Sorry, that chart will probably not work.


----------



## KennMacMoragh (Sep 16, 2008)

I kind of lost the picture in my head when you said "can i make a "skirt" on the bottom coarse to eliminate the stone sill... sure, no problem. we riped some 2x4 on a 15 degree angle and screwed it in and added suport where the top will hit."


----------



## Jim Allen (Dec 8, 2008)

I would approach this like I do crown molding on my compound miter saw. I am sure there is a mathematical equation to this but even that would only work if you know for sure that the corner is square and the siding line is running absolutely level. So for me I take two scrap pieces maybe 3 feet long or so cut the opposing angles, ( I would probably start at 30 angle and 15 bevel) be sure to mark both pieces so you don't forget if your saw gets changed while your away. Check it and adjust accordingly each time marking your practice pieces until you get the right fit.


----------



## orson (Nov 23, 2007)

Consider buying one of these:

http://bosch.cpotools.com/other_tools_and_equipment/digital_protractors/daf220k.html

Set the angle of the joint, set the spring angle, and voila! gives you the bevel and mitre.


----------



## Jim Allen (Dec 8, 2008)

I was thinking this morning how we could make this even more challenging, we could always throw the corners out of plum in both directions and lets add and arch to the top of the wall, now that takes on a different meaning to the word challenge. I think it would be fun though.:no:


----------



## world llc (Dec 9, 2008)

Jim Allen said:


> I was thinking this morning how we could make this even more challenging, we could always throw the corners out of plum in both directions and lets add and arch to the top of the wall, now that takes on a different meaning to the word challenge.
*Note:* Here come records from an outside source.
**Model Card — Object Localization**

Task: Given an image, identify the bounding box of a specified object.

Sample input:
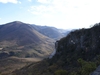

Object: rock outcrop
[90,66,100,75]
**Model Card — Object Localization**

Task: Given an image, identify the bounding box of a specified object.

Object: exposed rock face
[90,66,100,75]
[49,41,58,59]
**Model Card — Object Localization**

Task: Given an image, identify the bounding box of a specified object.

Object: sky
[0,0,100,29]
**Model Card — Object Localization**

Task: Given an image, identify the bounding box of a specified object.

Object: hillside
[0,21,55,75]
[13,23,100,75]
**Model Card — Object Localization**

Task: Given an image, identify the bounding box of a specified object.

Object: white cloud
[0,18,1,20]
[37,0,52,4]
[29,0,89,15]
[29,5,55,14]
[0,0,19,4]
[28,0,100,29]
[28,0,32,2]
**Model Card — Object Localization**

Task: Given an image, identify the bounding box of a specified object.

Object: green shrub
[78,58,96,75]
[55,70,68,75]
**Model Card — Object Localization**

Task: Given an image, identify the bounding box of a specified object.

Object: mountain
[0,21,55,75]
[13,23,100,75]
[31,25,68,40]
[0,21,55,58]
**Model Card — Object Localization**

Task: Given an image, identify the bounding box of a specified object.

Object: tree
[78,58,96,75]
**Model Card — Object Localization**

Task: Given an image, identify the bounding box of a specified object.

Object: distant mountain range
[31,24,70,40]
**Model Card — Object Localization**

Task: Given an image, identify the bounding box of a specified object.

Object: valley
[0,21,68,75]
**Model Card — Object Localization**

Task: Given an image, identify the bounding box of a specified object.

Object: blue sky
[0,0,100,29]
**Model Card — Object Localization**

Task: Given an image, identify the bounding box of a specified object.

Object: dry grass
[0,56,42,75]
[10,56,42,62]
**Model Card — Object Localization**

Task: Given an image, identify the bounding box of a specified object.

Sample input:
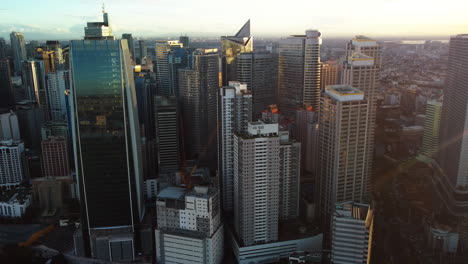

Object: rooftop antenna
[102,1,105,13]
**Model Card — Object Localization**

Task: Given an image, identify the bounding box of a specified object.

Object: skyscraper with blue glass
[70,9,144,261]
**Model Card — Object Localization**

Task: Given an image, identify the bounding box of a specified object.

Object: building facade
[70,10,144,261]
[155,95,180,173]
[417,100,443,163]
[10,32,27,74]
[0,140,25,188]
[155,186,224,264]
[179,49,219,167]
[41,136,69,177]
[218,82,252,212]
[46,70,69,121]
[438,34,468,187]
[236,52,277,118]
[234,122,280,246]
[221,20,252,86]
[318,85,370,220]
[278,30,322,116]
[331,202,374,264]
[0,60,15,109]
[0,112,20,141]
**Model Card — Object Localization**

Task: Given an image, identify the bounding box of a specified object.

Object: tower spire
[102,1,105,13]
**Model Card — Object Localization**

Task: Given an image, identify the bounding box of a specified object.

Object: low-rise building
[0,186,32,218]
[155,186,223,264]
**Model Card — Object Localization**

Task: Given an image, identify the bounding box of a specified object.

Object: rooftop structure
[325,85,365,102]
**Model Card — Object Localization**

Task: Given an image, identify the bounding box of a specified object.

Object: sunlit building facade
[221,20,253,86]
[278,30,322,116]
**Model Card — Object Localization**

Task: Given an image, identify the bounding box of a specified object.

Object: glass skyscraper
[70,10,144,261]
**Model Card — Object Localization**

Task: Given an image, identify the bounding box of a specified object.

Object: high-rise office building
[10,32,27,74]
[234,121,280,246]
[41,136,69,177]
[16,101,46,150]
[0,140,26,188]
[22,60,47,107]
[278,130,301,220]
[0,60,15,109]
[318,85,370,220]
[155,186,224,264]
[438,34,468,187]
[70,9,144,261]
[135,76,155,139]
[417,100,443,163]
[155,95,180,173]
[218,81,252,212]
[0,38,6,59]
[46,70,69,121]
[155,40,184,95]
[320,61,339,90]
[331,202,374,264]
[138,40,147,63]
[84,7,114,40]
[46,41,64,67]
[41,50,56,74]
[278,30,322,116]
[179,48,219,166]
[0,111,20,141]
[236,52,278,118]
[221,20,252,86]
[179,35,189,48]
[295,106,319,174]
[122,33,135,60]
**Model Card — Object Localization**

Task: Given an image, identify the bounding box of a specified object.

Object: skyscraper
[155,95,180,173]
[318,85,370,221]
[0,60,15,109]
[10,32,27,74]
[138,40,147,63]
[221,20,252,86]
[0,38,6,59]
[295,106,319,174]
[22,60,47,106]
[234,121,280,246]
[16,101,46,150]
[278,130,301,220]
[438,34,468,187]
[0,111,20,141]
[331,202,374,264]
[70,10,144,261]
[179,48,219,167]
[46,70,69,121]
[155,40,184,95]
[278,30,322,116]
[320,61,339,90]
[122,33,135,60]
[218,81,252,212]
[417,100,443,163]
[236,52,278,118]
[179,35,189,48]
[41,136,69,177]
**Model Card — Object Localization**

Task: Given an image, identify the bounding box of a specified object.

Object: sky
[0,0,467,40]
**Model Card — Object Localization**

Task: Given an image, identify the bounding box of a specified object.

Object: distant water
[399,40,449,44]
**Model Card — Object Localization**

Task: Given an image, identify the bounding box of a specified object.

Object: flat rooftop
[325,85,365,102]
[157,187,187,200]
[335,201,370,221]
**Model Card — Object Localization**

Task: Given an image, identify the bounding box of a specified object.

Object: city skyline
[0,0,467,40]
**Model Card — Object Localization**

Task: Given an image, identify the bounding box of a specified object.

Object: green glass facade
[70,39,143,230]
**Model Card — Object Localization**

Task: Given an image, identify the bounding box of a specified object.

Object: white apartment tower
[46,70,69,121]
[318,85,370,220]
[218,81,252,212]
[331,202,374,264]
[0,140,26,188]
[155,186,224,264]
[278,30,322,116]
[234,121,280,246]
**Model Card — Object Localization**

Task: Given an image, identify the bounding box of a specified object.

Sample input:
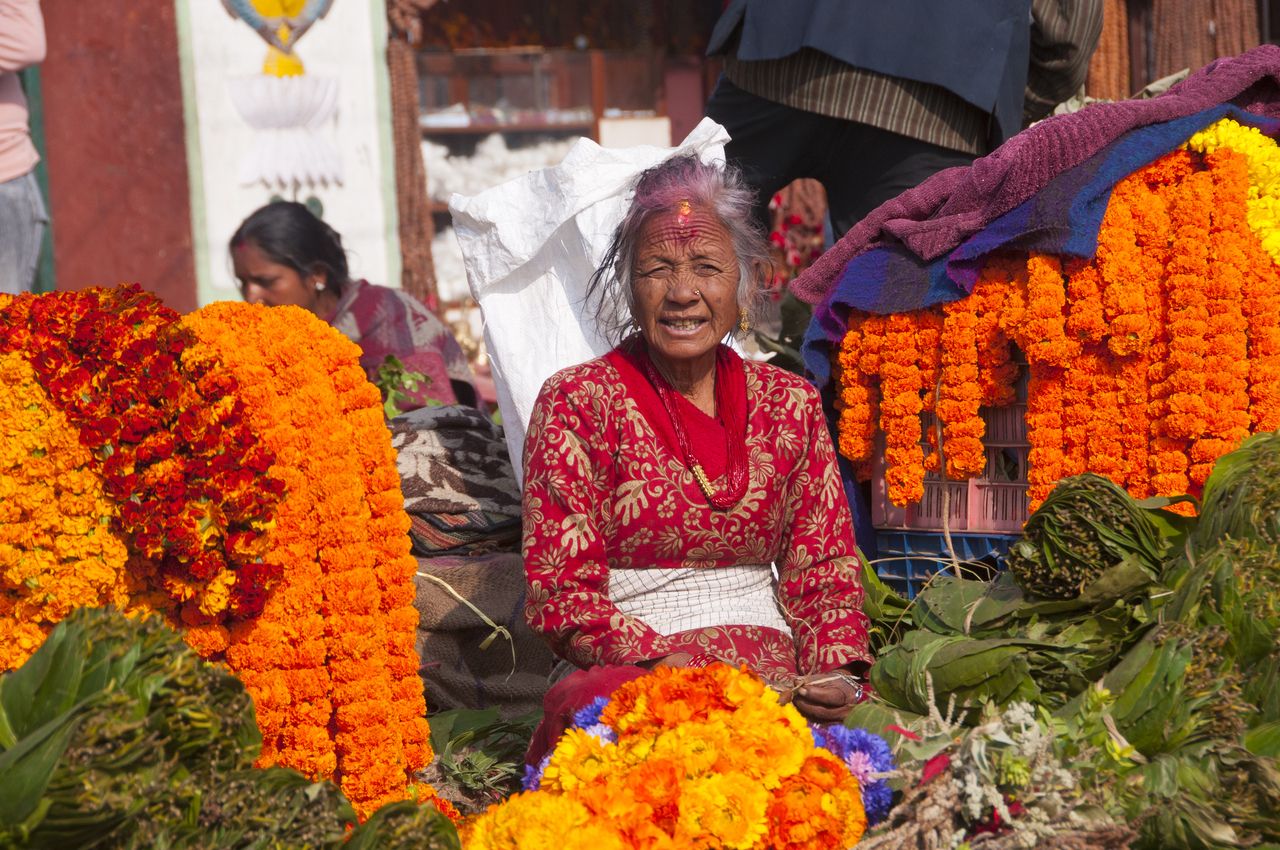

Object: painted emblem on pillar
[222,0,343,190]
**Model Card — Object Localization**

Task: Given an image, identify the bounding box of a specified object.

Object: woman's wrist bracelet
[686,653,719,669]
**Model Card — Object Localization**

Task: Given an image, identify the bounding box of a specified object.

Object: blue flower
[811,724,896,825]
[571,696,611,730]
[521,752,553,792]
[582,722,618,744]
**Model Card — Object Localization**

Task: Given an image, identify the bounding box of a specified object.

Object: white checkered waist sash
[607,564,792,638]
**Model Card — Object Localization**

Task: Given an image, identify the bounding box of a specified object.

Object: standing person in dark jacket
[706,0,1103,240]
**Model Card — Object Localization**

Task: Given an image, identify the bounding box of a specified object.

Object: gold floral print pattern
[522,353,872,681]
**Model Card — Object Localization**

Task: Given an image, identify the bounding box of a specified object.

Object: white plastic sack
[450,118,731,483]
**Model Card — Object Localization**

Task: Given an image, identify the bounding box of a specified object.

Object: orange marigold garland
[937,295,986,478]
[1024,365,1067,509]
[915,308,945,414]
[916,308,946,475]
[183,303,435,819]
[878,313,927,506]
[1058,354,1092,481]
[1151,167,1213,494]
[835,320,879,467]
[1064,259,1108,346]
[1194,148,1255,480]
[1115,157,1178,495]
[1016,254,1078,369]
[1239,218,1280,431]
[1095,176,1150,356]
[853,313,889,482]
[973,258,1020,409]
[831,120,1280,522]
[1086,358,1128,485]
[1189,119,1280,431]
[0,352,130,671]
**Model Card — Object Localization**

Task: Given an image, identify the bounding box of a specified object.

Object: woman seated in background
[230,201,477,410]
[521,155,872,763]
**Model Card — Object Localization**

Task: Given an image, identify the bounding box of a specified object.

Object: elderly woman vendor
[521,155,871,760]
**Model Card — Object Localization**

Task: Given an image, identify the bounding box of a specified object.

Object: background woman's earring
[738,310,750,334]
[314,279,326,292]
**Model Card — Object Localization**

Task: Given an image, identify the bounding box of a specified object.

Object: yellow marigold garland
[0,352,129,670]
[182,303,434,819]
[1189,118,1280,432]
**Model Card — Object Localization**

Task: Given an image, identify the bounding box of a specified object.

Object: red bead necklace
[638,343,749,510]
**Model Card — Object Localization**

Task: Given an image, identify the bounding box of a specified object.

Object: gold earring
[737,309,750,334]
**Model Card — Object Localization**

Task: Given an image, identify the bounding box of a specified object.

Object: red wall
[39,1,197,312]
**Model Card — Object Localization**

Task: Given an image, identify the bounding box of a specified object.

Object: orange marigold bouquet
[835,118,1280,512]
[466,665,893,850]
[0,287,437,819]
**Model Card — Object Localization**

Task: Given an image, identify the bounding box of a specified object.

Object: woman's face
[232,240,323,312]
[630,204,740,374]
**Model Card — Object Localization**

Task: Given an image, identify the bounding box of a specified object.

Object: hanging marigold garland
[183,303,435,818]
[974,258,1021,409]
[835,323,878,478]
[834,118,1280,512]
[878,314,926,505]
[0,351,130,671]
[1196,148,1254,483]
[937,295,985,478]
[0,289,444,821]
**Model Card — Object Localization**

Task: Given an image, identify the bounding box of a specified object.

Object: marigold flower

I think it would be fun though.:no:


why don't we just make a 3 dimensional 16 point star out of crown molding... just to keep it interesting:jester:


----------



## reveivl (May 29, 2005)

world llc said:


> why don't we just make a 3 dimensional 16 point star out of crown molding... just to keep it interesting:jester:


That's for rookies, make it a 17 point star.:jester:


----------



## DrewD (Jun 10, 2007)

Just don't mention false corners to the HO. They can be a nightmare to make.


----------



## skymaster (Oct 23, 2006)

Jim Allen: MY plane is bigger and better than yours ROFLMAO


----------



## Jim Allen (Dec 8, 2008)

*Plane*

Yes it is!, how about this one--->












or this one---->






:thumbup:


----------